Functional equation $(x-y)(f(x)+f(y))=(x+y)f(x-y)$

Question

I have proved that the functional equation, $(x-y)(f(x)+f(y))=(x+y)f(x-y)$, has the following results:

• $f(0)=0$,
• $f$ is an odd function.

It is clear that $f(x)=cx$ for $c \in \mathbb R$ is a solution.

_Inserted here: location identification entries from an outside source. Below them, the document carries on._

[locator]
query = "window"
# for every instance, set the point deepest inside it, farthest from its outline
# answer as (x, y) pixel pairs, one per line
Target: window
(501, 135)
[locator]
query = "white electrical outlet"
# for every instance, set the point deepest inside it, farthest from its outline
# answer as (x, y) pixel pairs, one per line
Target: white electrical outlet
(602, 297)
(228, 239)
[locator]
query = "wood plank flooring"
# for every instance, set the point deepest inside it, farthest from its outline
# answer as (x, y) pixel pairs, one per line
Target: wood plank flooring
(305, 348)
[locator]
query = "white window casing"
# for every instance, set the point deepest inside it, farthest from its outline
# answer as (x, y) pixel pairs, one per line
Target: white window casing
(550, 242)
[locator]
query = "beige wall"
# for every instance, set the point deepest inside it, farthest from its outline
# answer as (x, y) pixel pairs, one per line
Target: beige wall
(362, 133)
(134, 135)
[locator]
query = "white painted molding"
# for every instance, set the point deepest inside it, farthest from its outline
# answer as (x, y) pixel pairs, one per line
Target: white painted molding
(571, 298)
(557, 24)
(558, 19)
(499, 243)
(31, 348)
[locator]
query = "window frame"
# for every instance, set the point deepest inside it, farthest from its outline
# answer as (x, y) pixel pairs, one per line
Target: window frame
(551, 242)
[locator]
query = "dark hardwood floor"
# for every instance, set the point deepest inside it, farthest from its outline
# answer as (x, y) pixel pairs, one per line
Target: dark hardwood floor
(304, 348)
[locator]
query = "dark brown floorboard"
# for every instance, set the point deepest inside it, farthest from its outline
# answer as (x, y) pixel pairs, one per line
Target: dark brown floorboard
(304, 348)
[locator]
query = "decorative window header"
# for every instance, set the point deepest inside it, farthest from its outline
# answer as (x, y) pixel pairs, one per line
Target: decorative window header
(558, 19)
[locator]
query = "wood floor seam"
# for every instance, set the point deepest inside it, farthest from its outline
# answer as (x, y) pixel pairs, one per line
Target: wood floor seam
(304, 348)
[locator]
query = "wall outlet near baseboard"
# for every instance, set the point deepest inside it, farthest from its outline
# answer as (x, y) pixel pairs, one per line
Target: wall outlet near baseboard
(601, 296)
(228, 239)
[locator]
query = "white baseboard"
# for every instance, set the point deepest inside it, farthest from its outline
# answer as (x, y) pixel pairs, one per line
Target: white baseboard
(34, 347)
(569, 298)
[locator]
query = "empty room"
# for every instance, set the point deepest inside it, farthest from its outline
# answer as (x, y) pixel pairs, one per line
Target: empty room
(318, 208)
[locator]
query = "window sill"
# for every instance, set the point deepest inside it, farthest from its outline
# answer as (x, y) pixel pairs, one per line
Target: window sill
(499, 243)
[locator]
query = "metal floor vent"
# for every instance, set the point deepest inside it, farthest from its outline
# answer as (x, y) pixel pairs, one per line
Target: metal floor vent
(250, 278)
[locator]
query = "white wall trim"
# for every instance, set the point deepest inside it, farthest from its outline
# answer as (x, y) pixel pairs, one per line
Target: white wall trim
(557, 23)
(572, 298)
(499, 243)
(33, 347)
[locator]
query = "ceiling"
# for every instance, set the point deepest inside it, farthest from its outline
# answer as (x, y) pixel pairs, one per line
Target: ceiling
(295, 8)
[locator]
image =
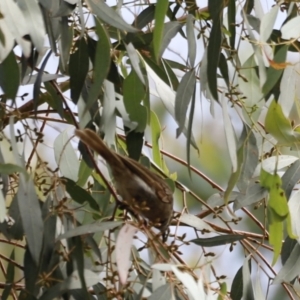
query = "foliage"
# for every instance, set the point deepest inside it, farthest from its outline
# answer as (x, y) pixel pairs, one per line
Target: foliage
(103, 66)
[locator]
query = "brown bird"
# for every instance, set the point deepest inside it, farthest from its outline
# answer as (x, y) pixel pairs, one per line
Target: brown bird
(145, 193)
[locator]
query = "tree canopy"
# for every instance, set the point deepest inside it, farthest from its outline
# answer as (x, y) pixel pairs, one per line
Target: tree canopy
(127, 70)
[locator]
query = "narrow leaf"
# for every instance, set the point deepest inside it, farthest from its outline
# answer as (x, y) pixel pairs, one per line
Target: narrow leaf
(214, 46)
(183, 98)
(10, 76)
(90, 228)
(123, 249)
(78, 68)
(218, 240)
(79, 195)
(66, 157)
(160, 13)
(191, 39)
(109, 15)
(31, 217)
(101, 65)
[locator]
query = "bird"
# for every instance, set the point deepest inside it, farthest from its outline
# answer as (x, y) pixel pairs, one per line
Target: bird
(144, 192)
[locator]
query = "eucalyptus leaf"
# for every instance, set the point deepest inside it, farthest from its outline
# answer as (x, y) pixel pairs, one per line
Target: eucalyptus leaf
(218, 240)
(90, 228)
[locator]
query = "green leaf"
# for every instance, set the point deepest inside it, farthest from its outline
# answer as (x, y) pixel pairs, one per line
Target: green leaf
(231, 22)
(134, 143)
(163, 292)
(278, 211)
(134, 93)
(183, 97)
(214, 45)
(290, 268)
(278, 125)
(250, 158)
(65, 44)
(145, 17)
(84, 173)
(35, 22)
(101, 64)
(65, 156)
(224, 69)
(237, 285)
(287, 248)
(38, 82)
(273, 74)
(10, 76)
(78, 68)
(90, 228)
(290, 178)
(31, 216)
(160, 13)
(223, 291)
(192, 46)
(55, 100)
(11, 168)
(170, 30)
(78, 194)
(218, 240)
(155, 132)
(10, 275)
(109, 15)
(2, 38)
(135, 62)
(247, 283)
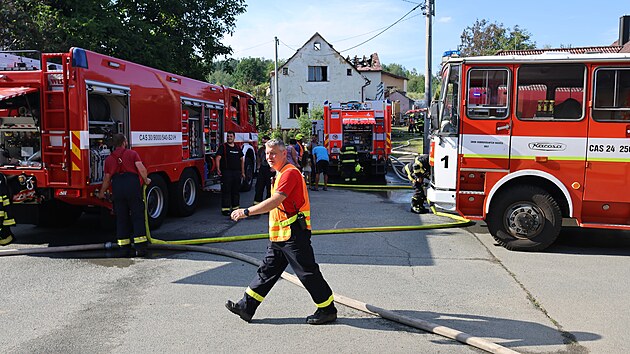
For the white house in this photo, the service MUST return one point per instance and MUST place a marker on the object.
(314, 74)
(381, 82)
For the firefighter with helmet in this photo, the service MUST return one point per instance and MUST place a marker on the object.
(416, 172)
(123, 171)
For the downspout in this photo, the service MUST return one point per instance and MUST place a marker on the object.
(367, 83)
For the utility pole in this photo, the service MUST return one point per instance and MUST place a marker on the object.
(276, 94)
(429, 12)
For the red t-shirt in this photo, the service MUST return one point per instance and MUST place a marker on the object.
(291, 184)
(121, 161)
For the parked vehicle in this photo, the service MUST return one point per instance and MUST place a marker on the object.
(525, 141)
(365, 125)
(57, 120)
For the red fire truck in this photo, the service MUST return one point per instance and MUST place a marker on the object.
(57, 120)
(525, 141)
(365, 125)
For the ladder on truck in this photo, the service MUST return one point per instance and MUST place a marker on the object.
(54, 123)
(380, 166)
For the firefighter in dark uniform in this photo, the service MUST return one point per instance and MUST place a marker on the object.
(290, 242)
(6, 236)
(416, 172)
(349, 162)
(123, 170)
(231, 167)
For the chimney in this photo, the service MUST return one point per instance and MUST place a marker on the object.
(624, 29)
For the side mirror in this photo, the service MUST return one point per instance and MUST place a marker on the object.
(434, 111)
(261, 113)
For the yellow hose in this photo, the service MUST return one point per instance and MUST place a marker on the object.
(459, 222)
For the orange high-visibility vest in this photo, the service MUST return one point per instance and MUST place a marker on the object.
(279, 221)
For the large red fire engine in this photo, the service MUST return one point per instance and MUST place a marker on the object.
(365, 125)
(525, 141)
(57, 120)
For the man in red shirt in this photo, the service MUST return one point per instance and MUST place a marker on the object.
(290, 242)
(124, 169)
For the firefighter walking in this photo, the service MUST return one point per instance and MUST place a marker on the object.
(123, 170)
(416, 172)
(6, 236)
(231, 167)
(290, 242)
(263, 181)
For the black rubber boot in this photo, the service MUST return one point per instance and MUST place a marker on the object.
(244, 308)
(139, 249)
(323, 315)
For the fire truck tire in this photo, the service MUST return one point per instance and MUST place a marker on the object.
(524, 218)
(185, 194)
(157, 201)
(246, 186)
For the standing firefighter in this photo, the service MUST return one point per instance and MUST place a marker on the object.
(290, 242)
(416, 172)
(123, 170)
(6, 236)
(231, 168)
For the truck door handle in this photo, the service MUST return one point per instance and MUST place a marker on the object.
(501, 127)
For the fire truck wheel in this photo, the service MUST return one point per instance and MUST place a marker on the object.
(185, 194)
(524, 218)
(157, 201)
(246, 186)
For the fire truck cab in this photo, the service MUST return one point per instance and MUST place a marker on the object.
(525, 141)
(365, 125)
(57, 120)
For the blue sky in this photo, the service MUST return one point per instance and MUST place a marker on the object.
(346, 23)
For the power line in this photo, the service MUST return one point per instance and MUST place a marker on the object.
(286, 45)
(381, 32)
(256, 46)
(378, 29)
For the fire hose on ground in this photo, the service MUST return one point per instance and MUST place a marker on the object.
(188, 245)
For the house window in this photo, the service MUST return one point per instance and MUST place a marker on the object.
(317, 73)
(297, 109)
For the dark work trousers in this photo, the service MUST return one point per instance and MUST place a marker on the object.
(263, 183)
(230, 188)
(297, 252)
(314, 171)
(128, 205)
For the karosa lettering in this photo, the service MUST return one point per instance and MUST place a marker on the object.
(146, 137)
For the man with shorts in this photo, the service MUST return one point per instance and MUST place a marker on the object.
(320, 156)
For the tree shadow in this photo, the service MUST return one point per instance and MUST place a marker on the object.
(510, 333)
(577, 240)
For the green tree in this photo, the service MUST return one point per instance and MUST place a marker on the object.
(180, 36)
(485, 38)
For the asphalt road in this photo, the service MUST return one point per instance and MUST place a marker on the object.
(571, 298)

But I could not conclude my solution.

Answer 1

Let $y = x - 1$. This gives us that $$ f(x) + f(x - 1) = (2x - 1) f(1). \quad (\star) $$

This implies $$ f(x + 1) + f(x) = (2x + 1) f(1) $$ and adding this to Equation $(\star)$ gives us $$ 2f(x) + f(x + 1) + f(x - 1) = 4x f(1). \quad (\star \star) $$

Letting $x = x + 1$ and $y = x - 1$ in the functional equation gives us that $$ 2(f(x + 1) + f(x - 1)) = 2x f(2) \implies f(x + 1) + f(x - 1) = xf(2). $$

Substituting this into Equation $(\star \star)$ gives us $$ f(x) = \frac{1}{2} x \left(4f(1) - f(2) \right) $$ for all $x$.